Both volume and rate of air accumulation are dependent on the size of the vascular lumen as well as the pressure gradient determining the morbidity and mortality of any episode of VAE (Mirski, 2007). For these reasons surgeries in the head or the brain have a high risk of VAE episodes (negative pressure gradient).
Pathophysiologic pathways are highly dependent on the volume of air accumulated within the right ventricle. If the rate of embolism is high (approximately 5 ml/kg), the probability of air bubble accumulation in the heart is higher. As consequence, the normal blood flow is interrupted. This outflow obstruction may be the result from the inability to decompress the tension of ventricular wall, which leads to heart failure and cardiovascular collapse. When the volumes of VAE are moderate, a decrease in cardiac output, hypotension, myocardial and cerebral ischemia, and even death may occur (Sigel, 1998). At the pulmonary level, an entrainment of air may lead to vasoconstriction, release of inflammatory mediators and bronchoconstriction. Not only negative pressure gradients but also positive pressure insufflation of gas may present a serious VAE hazard (Sigel, 1998).

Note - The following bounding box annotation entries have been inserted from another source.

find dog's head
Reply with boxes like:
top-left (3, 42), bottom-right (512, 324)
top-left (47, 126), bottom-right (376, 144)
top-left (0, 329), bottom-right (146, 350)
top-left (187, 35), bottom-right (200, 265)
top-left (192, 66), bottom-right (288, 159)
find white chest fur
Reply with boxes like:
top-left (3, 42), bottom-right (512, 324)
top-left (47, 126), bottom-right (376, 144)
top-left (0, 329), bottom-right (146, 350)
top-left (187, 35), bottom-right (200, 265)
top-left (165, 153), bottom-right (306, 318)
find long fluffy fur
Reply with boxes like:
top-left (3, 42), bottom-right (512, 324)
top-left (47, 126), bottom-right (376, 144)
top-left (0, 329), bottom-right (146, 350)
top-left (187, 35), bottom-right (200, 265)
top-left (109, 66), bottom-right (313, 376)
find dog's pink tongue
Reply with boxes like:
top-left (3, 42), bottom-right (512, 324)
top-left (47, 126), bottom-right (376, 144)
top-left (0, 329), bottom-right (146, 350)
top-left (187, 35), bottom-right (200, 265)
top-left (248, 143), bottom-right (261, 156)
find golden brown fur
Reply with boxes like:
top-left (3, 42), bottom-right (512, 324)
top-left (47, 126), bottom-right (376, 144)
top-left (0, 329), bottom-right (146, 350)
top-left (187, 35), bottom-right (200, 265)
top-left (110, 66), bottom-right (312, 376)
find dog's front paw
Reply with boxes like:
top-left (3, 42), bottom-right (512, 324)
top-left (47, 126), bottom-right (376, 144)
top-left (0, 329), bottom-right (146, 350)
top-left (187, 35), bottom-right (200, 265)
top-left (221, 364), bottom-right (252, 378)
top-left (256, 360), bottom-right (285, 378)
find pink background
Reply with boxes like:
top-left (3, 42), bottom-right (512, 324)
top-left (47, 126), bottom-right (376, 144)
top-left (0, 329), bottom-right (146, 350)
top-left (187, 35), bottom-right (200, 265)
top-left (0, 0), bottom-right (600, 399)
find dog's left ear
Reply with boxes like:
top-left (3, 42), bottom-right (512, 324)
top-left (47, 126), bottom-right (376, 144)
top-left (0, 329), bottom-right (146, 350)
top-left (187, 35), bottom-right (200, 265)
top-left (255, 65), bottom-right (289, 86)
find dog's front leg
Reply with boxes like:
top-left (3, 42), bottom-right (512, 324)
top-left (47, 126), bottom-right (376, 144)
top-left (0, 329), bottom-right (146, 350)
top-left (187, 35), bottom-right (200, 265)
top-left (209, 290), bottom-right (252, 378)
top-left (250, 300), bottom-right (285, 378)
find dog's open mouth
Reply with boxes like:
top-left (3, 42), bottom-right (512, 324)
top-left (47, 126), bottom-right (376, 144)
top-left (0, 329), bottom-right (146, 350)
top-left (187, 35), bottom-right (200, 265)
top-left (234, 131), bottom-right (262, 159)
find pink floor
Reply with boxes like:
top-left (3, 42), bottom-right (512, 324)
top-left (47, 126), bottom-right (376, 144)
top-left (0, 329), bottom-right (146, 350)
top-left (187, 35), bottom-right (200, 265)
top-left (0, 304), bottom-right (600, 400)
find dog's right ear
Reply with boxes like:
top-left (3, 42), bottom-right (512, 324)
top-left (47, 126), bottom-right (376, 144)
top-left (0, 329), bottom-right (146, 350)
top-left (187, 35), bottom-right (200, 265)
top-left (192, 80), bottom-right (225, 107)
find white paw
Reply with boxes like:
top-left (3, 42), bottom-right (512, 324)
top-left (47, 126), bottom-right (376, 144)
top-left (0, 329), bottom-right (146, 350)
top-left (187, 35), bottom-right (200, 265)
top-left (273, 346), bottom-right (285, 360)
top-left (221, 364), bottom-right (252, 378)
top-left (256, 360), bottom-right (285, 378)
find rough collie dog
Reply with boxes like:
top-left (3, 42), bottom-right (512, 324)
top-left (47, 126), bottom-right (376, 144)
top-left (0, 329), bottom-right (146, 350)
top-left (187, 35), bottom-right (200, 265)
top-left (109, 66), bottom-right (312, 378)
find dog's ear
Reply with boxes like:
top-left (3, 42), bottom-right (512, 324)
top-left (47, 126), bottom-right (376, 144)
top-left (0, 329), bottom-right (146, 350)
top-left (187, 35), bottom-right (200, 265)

Main symptoms of VAE include chest pain, dyspnea, coughing (Gan, 1997), tachycardia, cyanosis (Sigel, 1998) and sense of impending death (Avidan, 2008); however such symptoms may only be referred by conscious patients, while VAE occurs mostly during surgery under general anesthesia.
Relating the incidence of VAE with the positioning of the patient, neurosurgical procedures performed in the sitting position have the highest rate of VAE (80% for seated posterior fossa surgery) (Eikaas, 2009).